Citation

Gunz, P., Tilot, A.K., Wittfeld, K., Teumer, A., Shapland, C.Y., van Erp, T.G.M., … & Fisher, S.E. (2019). “Neandertal Introgression Sheds Light on Modern Human Endocranial Globularity.” Current Biology, 29(1), 120–127.e5. doi:10.1016/j.cub.2018.10.065. Max Planck Institute for Evolutionary Anthropology / Pääbo lab.

Key findings

  • Modern humans with more Neanderthal-derived DNA in specific genomic regions show measurably different endocranial (brain-case) shapes — specifically, reduced globularity.
  • Neanderthal skulls are characteristically elongated compared to the globular shape of modern human crania. The study uses modern humans as a “natural experiment” — people carry varying amounts of Neanderthal DNA, and those with more archaic variants in relevant regions have skulls that are slightly more elongated.
  • The Neanderthal variants affecting brain shape are located near genes involved in neurogenesis and myelination — specifically UBR4 (linked to generation of basal progenitor cells) and PHLPP1 (linked to myelin production in the cerebellum). These are not cosmetic — they reflect underlying differences in brain development.
  • The brain regions most affected include areas relevant to visual-spatial processing and motor integration.

Relevance to this wiki

This paper provides evolutionary context for the autism-specific findings in Pauly et al. 2024 — Neanderthal polymorphisms enriched in autistic probands. Gunz et al. established the basic finding — that Neanderthal DNA influences modern human brain structure — which Pauly et al. then showed is specifically enriched in autistic people. Together, the two papers build a chain: Neanderthal introgression → altered brain morphology → altered connectivity → autistic neurobiology.

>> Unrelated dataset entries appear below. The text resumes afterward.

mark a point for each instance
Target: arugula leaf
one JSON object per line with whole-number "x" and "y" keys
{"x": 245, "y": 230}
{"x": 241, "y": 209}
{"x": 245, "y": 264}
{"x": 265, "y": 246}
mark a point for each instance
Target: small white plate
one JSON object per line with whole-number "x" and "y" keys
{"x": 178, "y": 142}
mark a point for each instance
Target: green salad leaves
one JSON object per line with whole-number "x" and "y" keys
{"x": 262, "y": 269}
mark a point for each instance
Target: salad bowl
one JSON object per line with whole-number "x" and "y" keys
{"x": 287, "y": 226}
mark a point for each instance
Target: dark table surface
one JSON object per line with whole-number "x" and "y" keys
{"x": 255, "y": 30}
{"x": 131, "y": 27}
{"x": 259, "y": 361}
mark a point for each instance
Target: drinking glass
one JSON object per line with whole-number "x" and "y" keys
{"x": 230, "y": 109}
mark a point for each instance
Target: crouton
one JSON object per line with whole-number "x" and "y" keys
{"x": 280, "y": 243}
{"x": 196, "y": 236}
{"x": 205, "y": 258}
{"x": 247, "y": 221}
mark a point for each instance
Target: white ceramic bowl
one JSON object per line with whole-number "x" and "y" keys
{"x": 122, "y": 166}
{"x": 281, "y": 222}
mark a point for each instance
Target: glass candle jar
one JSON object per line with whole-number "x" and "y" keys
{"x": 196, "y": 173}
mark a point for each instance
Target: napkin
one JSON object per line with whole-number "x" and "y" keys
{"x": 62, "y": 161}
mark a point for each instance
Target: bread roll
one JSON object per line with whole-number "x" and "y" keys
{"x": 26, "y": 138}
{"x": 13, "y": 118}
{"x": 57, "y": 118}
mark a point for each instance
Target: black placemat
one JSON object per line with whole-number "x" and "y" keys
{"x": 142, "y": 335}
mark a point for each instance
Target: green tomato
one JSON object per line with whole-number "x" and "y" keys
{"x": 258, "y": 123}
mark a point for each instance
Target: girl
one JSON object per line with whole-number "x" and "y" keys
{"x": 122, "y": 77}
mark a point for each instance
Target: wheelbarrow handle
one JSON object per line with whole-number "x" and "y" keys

For the wiki, this paper anchors the evolutionary dimension of neurodivergence. It is not itself about autism, but it is the foundation on which the autism-specific evolutionary genetics rests.

Limitations

  • Correlational (genome–endocast shape association in living humans; no direct measurement of Neanderthal brains).
  • Effect sizes are small. The Neanderthal contribution to brain shape variation is real but modest.
  • Brain shape is a very coarse proxy for neural function.